Apprendre tout au long de la vie
Les formations et les pédagogies du futur vont remettre complètement en question la notion d’évaluation par l’information normative (la note), celle de la vérification en temps donné et chronométré des connaissances pour enfin s’affranchir de sa clé de voute : le diplôme. En effet, le fait d’évaluer un individu à un instant « t » va devenir absurde parce qu’obsolète : qu’a-t-on à faire d’une certification de telle ou telle compétence à un moment donné dans la vie quand celle-ci demande une amélioration continue. Le Baccalauréat, et tout au autre type de diplôme sur la base du « one-shot » disparaîtra au profit d’un contrôle continu des connaissances et d’une évolution continue des compétences. En partie parce que le monde du travail de demain demandera une créativité prolifique sans cesse renouvelée. On ne se reposera plus jamais sur ses acquis. Le bouquet final de la révolution de l’éducation terminera sur une fusion. Une fusion en 3 temps : 1. On va d’abord assister à une séparation de l’École et de l’État (de la même manière qu’il y a eu séparation de l’Église et de l’État) : l’Éducation Nationale va disparaitre et avec elle, son schéma standardisé des savoirs, des programmes, des diplômes et des orientations. Mais cette séparation est temporaire : il s’agit de dé-fusionner pour mieux re-fusionner. 2. Pour pouvoir former les individus créatifs et entrepreneurs dont le monde de demain a besoin, l’École (lieu où l’on apprend) va fusionner avec le monde de l’entreprise (lieu où l’on travaille) afin de déterminer ensemble les portefeuilles évolutifs de compétences nécessaires, d’améliorer la détection et l’éclosion de talents divers et variés, de mettre au point des pédagogies toujours plus efficaces et en lien avec leur temps. 3. L’École-Entreprise (lieu où l’on innove) va fusionner avec l’État-citoyen (lieu où l’on décide). Le résultat de cette magnifique fusion sera que l’école deviendra le point central de la société de demain : elle se construira et se réinventera en permanence, par les coachs scolaires, les élèves et leurs parents en collaboration avec les entreprises et l’État-citoyen (forum collaboratif de décision civique et écologique qui aidera à rendre les écoles plus vertes et responsables socialement).
Inspirations :
- [SITE INTERNET] Knowledge Works
- [LIVRE] « Phèdre » de Platon
- [CAHIER DE VEILLE] Fondation Télécom : « Higher Education in the Digital Age »
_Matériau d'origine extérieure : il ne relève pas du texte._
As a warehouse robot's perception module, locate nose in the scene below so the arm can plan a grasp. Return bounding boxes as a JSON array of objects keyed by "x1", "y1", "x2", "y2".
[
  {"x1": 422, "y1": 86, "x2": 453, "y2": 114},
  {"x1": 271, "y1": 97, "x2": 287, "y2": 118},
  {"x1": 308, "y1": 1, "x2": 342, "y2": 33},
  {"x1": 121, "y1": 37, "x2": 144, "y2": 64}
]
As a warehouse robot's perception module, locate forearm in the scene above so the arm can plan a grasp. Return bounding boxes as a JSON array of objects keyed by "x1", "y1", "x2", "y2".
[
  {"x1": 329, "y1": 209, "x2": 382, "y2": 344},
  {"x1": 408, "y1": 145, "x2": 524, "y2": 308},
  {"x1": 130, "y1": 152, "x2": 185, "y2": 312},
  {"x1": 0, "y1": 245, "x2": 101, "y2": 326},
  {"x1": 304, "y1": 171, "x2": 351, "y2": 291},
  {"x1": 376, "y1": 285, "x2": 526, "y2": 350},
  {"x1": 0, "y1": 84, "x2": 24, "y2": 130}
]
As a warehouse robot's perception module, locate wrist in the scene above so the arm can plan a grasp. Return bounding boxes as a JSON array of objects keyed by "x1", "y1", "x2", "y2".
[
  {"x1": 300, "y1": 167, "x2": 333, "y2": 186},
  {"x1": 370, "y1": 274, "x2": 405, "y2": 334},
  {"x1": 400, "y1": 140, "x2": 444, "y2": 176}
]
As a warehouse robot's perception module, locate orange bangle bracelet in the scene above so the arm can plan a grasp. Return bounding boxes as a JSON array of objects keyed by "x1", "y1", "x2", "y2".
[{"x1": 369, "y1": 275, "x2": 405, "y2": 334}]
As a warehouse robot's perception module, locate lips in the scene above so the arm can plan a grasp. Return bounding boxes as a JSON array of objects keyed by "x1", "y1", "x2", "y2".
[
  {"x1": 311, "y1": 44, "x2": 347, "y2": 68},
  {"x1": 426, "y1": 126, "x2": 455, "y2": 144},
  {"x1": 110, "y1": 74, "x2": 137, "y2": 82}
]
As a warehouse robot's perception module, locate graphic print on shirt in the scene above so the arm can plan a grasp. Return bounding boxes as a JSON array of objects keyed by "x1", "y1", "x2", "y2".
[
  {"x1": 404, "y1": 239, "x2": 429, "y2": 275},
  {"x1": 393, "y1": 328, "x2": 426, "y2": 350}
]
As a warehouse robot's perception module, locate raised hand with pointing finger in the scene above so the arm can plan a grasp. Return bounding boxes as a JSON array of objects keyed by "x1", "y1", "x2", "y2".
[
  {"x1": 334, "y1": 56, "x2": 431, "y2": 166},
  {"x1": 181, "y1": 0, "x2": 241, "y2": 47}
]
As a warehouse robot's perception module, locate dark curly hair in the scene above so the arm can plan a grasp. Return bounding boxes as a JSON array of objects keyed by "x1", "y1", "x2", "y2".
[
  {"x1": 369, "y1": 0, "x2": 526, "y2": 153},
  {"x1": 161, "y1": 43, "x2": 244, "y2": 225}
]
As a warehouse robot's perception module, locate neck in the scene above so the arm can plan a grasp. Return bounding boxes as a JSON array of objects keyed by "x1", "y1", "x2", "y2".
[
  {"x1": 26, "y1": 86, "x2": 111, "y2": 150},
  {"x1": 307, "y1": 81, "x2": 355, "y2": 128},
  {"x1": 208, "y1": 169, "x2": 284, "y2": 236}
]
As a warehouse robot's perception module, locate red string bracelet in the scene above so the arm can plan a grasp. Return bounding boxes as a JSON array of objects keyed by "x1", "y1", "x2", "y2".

- [MAGAZINE] Usbek & Rica n°3 : « La revanche des cancres »
- [REVUE] Economie & Management n°156 – pages 41-47
- [MOOC] « The Future of Education » par l’I.O.E. et l’Université de Londres
- [LIVRE] « Les sept savoirs nécessaires à l’éducation du futur » d’Edgar Morin
- [GROUPE FACEBOOK] « New World University. Let’s invent the future. »
- [ESSAI] Benjamin Patrice Magnard « Y’a t-il un Kennedy dans la classe ? »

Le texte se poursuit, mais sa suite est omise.